Expatriate Consciousness, 1991-1992
Chromogenic print
Private collection

As a refugee of the Vietnam War in the United States, Hanh Thi Pham is a trailblazing artist whose photographic installations and performances confront racism, colonialism, displacement, and identity. In the 1980s and 1990s, Pham’s work vigorously critiqued identitarian constructs of sexuality, ancestry, biological gender, and class, dismantling the naturalized myth of a fixed, monolithic identity.

Expatriate Consciousness shown here is part of a multi-layered installation of photographs, text, and mixed media, featuring Pham with her arm flexed in a "fuck you" gesture, embodying her complex and defiant identity as an artist, daughter, immigrant, lesbian, Vietnam War survivor, among others.
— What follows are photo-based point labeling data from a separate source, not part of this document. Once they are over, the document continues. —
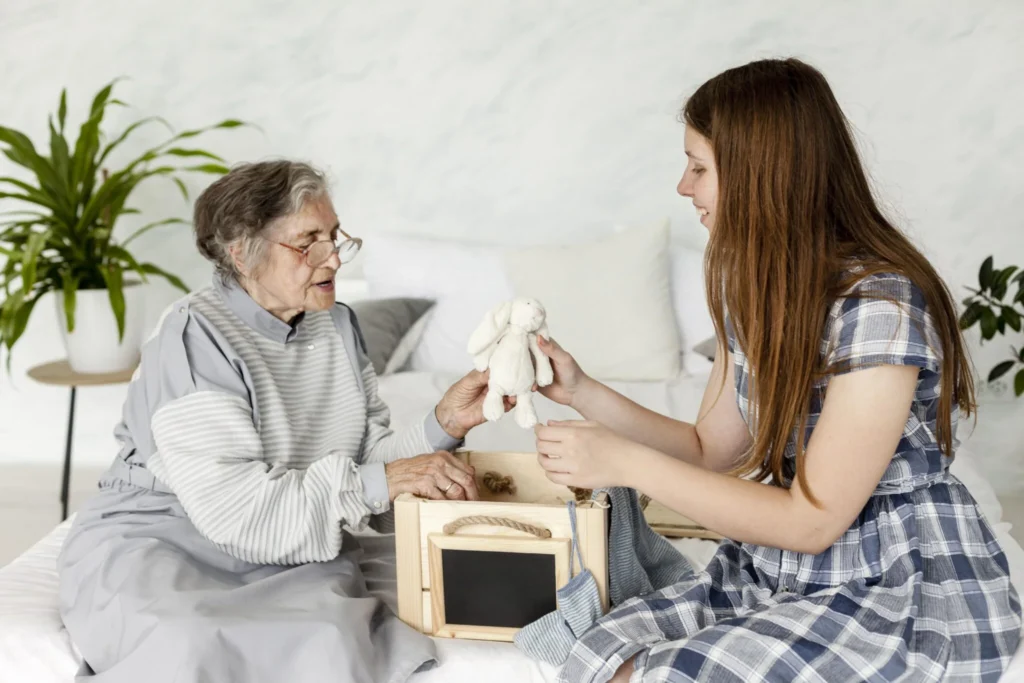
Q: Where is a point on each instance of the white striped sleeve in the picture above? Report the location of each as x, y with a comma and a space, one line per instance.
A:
209, 453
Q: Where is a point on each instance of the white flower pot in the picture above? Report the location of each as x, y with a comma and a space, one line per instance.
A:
93, 346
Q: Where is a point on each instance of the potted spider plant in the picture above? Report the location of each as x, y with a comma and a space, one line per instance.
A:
59, 236
988, 307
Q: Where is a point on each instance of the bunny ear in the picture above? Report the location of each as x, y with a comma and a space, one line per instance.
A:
491, 328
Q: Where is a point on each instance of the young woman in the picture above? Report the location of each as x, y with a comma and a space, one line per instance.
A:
839, 382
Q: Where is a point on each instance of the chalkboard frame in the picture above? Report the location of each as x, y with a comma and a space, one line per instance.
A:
436, 543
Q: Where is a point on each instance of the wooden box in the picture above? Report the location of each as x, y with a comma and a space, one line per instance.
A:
503, 578
498, 578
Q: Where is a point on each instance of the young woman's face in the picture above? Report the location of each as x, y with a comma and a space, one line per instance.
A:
699, 180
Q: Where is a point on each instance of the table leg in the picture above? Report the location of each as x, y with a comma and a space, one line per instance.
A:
66, 480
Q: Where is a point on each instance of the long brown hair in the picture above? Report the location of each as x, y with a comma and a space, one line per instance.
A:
795, 220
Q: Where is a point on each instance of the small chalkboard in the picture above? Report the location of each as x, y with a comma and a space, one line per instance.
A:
491, 586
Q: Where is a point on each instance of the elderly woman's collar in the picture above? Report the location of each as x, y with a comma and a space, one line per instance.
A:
253, 314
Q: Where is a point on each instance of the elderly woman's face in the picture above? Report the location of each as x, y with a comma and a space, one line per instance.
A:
287, 285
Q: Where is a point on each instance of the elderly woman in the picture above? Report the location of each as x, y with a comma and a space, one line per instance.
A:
252, 439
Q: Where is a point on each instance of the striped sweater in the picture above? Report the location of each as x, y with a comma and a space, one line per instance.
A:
271, 435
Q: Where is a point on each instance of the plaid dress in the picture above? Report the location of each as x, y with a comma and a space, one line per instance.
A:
916, 590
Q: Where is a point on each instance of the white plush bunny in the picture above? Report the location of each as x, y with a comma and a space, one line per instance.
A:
504, 343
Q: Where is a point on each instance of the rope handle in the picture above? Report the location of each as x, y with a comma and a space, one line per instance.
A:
455, 525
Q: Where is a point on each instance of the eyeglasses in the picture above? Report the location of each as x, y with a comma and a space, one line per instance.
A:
318, 252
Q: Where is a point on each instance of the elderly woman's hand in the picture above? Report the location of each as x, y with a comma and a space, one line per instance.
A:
437, 475
462, 407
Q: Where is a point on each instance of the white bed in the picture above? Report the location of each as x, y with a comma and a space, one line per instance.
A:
34, 645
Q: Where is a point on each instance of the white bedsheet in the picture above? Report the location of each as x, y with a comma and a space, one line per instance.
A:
35, 647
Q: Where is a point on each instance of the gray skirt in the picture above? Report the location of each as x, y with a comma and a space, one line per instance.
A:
145, 597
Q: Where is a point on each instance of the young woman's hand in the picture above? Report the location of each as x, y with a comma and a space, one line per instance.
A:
583, 454
568, 380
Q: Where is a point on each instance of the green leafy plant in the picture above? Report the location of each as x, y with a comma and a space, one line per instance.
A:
61, 237
989, 307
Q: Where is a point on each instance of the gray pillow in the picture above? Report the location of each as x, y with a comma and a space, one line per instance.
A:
385, 323
707, 348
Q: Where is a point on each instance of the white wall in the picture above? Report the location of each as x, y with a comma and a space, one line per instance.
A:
513, 121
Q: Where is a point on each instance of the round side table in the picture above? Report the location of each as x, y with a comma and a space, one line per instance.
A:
60, 374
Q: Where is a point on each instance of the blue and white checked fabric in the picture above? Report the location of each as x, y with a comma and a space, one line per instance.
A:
916, 590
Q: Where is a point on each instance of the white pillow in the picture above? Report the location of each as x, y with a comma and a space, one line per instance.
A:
465, 281
608, 302
688, 298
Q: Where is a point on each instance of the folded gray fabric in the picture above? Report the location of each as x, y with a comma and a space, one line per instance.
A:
639, 561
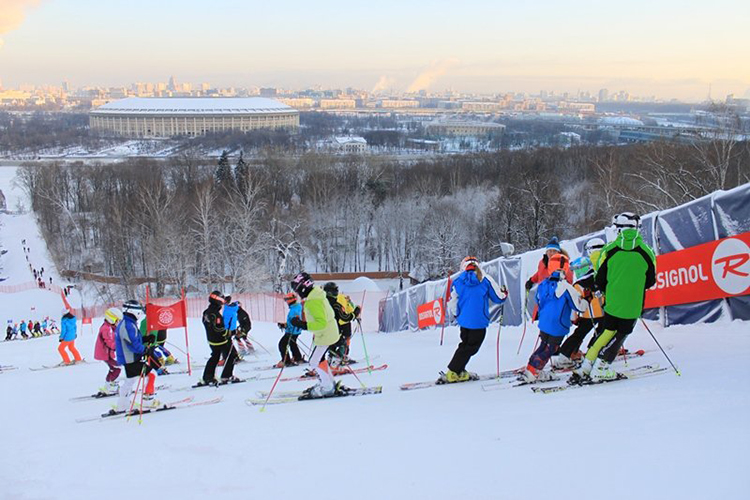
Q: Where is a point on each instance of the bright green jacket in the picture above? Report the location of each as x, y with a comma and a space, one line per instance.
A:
627, 267
321, 320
This piece explores the lingering impact of colonialism on the Vietnamese psyche and the constraints of individual agency in addressing it. Notably, Four Thousand Year Revolution (1987 and 1995), a later work by Pham, incorporates social realist elements from Expatriate Consciousness to trace Vietnam’s historical and political development, asserting her anti-colonial, revolutionary stance.

Another work, Self Portrait / Hairy / Pipe, depicts Pham dressed in a white shirt with long black hair and a pipe to her lip. The pipe, which has traditionally been a masculine symbol of Western investigative inquiry and artistic conceptualism (“Ceci n'est pas une pipe”), interrupts and destabilizes the signification and orientalist reception of Vietnamese women as seamless fetish objects.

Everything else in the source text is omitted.